First, we removed the repetitive matches by reporting only the best match within a repetitive cluster of genes found within 5 neighbors along each chromsoome like so:
../../accessory_scripts/filter_repetitive_matches.pl 5 < Tbrucei_vs_Lmajor.match_file > Tbrucei_vs_Lmajor.match_file.filtered
Then, we ran DAGchainer to find syntenic gene pairs like so:
../../run_DAG_chainer.pl -i Tbrucei_vs_Lmajor.match_file.filtered -Z 12 -D 10 -g 1 -A 5
In this case, we used -Z 12 to enforce a constant match score of value 12, required neighboring genes in a single chain to be no more than 10 genes apart (-D 10), set the gap penalty equal to 1 (-g 1), and set the minimum chain length equal to 5 colinear genes (-A 5). The output file was generated with the .aligncoords extension. The first few lines of output are as follows:
## alignment lma.10_60 vs. tba.8_317 Alignment #1 score = 537.0 (num aligned pairs: 53): lma.10_60 lma1.60.m00057 57 57 tba.8_317 tba1.317.m00393 392 392 1.100000e-13 12 lma.10_60 lma1.60.m00058 58 58 tba.8_317 tba1.317.m00394 393 393 1.200000e-70 24 lma.10_60 lma1.60.m00060 60 60 tba.8_317 tba1.317.m00395 394 394 1.100000e-133 33 lma.10_60 lma1.60.m00062 62 62 tba.8_317 tba1.317.m00396 395 395 7.500000e-101 42 lma.10_60 lma1.60.m00063 63 63 tba.8_317 tba1.317.m00397 396 396 6.500000e-83 54 lma.10_60 lma1.60.m00064 64 64 tba.8_317 tba1.317.m00398 397 397 9.900000e-06 66 lma.10_60 lma1.60.m00065 65 65 tba.8_317 tba1.317.m00399 398 398 1.400000e-149 78 lma.10_60 lma1.60.m00066 66 66 tba.8_317 tba1.317.m00403 402 402 3.000000e-63 81 lma.10_60 lma1.60.m00067 67 67 tba.8_317 tba1.317.m00404 403 403 3.800000e-55 93 lma.10_60 lma1.60.m00072 72 72 tba.8_317 tba1.317.m00414 413 413 1.100000e-78 78
Again, we can use the XY-plotter to examine the matches between genes and those colinear genes reported by DAGchainer.

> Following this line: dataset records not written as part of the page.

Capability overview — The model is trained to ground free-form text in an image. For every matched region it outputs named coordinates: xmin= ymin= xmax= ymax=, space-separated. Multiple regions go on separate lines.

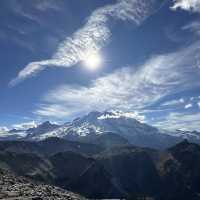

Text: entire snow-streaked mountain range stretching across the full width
xmin=0 ymin=111 xmax=200 ymax=148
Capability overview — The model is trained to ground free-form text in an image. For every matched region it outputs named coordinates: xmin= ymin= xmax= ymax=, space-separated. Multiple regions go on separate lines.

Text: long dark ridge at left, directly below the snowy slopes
xmin=0 ymin=138 xmax=103 ymax=156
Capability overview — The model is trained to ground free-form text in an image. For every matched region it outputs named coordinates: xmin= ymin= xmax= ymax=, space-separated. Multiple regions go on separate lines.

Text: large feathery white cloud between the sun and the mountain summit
xmin=35 ymin=42 xmax=200 ymax=118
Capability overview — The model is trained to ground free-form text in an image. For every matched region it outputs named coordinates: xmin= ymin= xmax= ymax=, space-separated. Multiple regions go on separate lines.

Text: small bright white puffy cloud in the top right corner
xmin=171 ymin=0 xmax=200 ymax=12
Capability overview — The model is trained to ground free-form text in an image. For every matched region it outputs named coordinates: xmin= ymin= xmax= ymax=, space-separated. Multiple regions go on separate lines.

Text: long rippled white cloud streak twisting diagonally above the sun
xmin=10 ymin=0 xmax=159 ymax=86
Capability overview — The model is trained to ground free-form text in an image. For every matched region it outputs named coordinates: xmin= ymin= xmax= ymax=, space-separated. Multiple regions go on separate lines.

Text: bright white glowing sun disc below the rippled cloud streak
xmin=83 ymin=52 xmax=102 ymax=70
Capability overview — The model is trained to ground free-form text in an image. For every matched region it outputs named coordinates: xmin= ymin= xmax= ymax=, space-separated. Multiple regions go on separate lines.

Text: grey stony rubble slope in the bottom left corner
xmin=0 ymin=171 xmax=85 ymax=200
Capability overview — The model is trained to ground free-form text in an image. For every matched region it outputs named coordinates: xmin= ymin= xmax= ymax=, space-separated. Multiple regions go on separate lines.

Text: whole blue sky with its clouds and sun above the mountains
xmin=0 ymin=0 xmax=200 ymax=131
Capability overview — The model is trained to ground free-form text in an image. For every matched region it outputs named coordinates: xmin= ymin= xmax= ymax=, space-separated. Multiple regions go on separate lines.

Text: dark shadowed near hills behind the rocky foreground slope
xmin=0 ymin=138 xmax=200 ymax=200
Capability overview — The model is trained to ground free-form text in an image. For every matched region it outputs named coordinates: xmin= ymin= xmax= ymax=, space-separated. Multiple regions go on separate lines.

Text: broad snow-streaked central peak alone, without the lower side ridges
xmin=30 ymin=111 xmax=158 ymax=139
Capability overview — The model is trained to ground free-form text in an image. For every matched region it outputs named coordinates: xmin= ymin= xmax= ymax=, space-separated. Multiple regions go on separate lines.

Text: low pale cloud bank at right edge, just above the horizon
xmin=154 ymin=112 xmax=200 ymax=131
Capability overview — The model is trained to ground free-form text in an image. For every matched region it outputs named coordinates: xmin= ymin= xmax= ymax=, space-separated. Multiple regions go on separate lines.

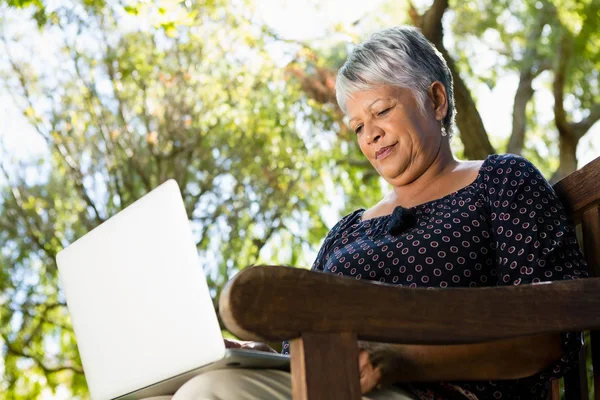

% ../../Java_XY_plotter/run_XYplot.pl Tbrucei_vs_Lmajor.match_file.filtered Tbrucei_vs_Lmajor.match_file.filtered.aligncoords
This will launch every X-Y plot where matches are reported in the filtered match file. Not all of these will have syntenic regions reported. Accessory tools are available for extracting only regions of interest, as described below.
Here is an example of a region viewed using the XY-plotter that highlights syntenic regions found by DAGchainer between a T. brucei chromosome and a L. major chromosome:
As shown briefly in the examples above, the DAGchainer distribution comes with an XY-plotter tool that can be used to navigate the pairwise matches found using BLASTP in the genome context, and to examine the subset of matches reported by DAGchainer to be syntenic. This tool allows you to zoom in on selected regions and to filter matches based on repetitiveness or by an E-value cutoff. Visit the full DAGchainer XY-plotter tutorial here.
Please reference the following:
Haas BJ, Delcher AL, Wortman JR, Salzberg SL. DAGchainer: a tool for mining segmental genome duplications and synteny. Bioinformatics. 2004 Dec 12;20(18):3643-6. Epub 2004 Jul 9.